The African Agreement on Mutual Assistance on Tax Matters originated at a 2011 meeting of African Tax Administration Forum members to discuss tax avoidance issues raised in a report on SABMiller by ActionAid, an international development agency, the report says.
The treaty, if approved, will allow countries to work together to investigate tax affairs of multinationals across Africa.
“Nothing like this has ever been done anywhere before,” said Logan Wort, executive secretary of the African Tax Administration Forum.
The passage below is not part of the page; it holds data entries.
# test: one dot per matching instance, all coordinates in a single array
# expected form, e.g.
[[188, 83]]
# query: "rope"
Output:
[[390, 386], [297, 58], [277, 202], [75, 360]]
In September, the Organisation for Economic Co-operation and Development plans to launch a project, “Tax inspectors without borders,” in the hopes of challenging aggressive tax management that results in the erosion of the tax base of countries across the globe, particularly in developing countries, according to Independent Online.
This effort is born out of increasing public frustration about tax avoidance by powerful multinationals, the report said.
The key focus of the report was one of SABMiller’s principal subsidiaries based in the Netherlands.
Although it has limited operations in the Netherlands, SABMiller’s latest annual report says it has 11 subsidiaries incorporated there, the Independent Online report said. The multinational beer group has 82 principal subsidiaries around the world from the U.K. to El Salvador and Italy to Kenya.
The principal activity of most of these subsidiary companies is described as brewing but only one of the Netherlands-based companies – Grolsche Bierbrouwerij – has brewing as its principal activity, the report says. Nine of the other subsidiaries were described as holding companies and the 11th, SABMiller International BV, was described as a “trademark owner.”
The ActionAid report accused SABMiller of using SABMiller International BV to deprive African countries of substantial tax income through aggressive tax management policies.
The report questioned why trademarks for many of SABMiller’s iconic African beers including Castle were registered and owned 5,592 miles away in Rotterdam.
The report alleged that SABMiller was shifting profit from its subsidiaries in developing countries to places where income was subject to a lower tax rate. This was done through royalties, management fees, procurement fees for purchase of raw materials and interest payments.
SABMiller said its tax practices are appropriate and compliant, according to Independent Online.
The 2011 meeting to discuss the ActionAid report looked at establishing a legal framework that would allow the countries to take collective action on tax issues.
In June, the Amsterdam-based Centre for Research on Multinational Corporations issued a report highlighting the adverse affects of double-taxation agreements between the Netherlands and developing countries and recommended that developing countries consider the impact of these agreements.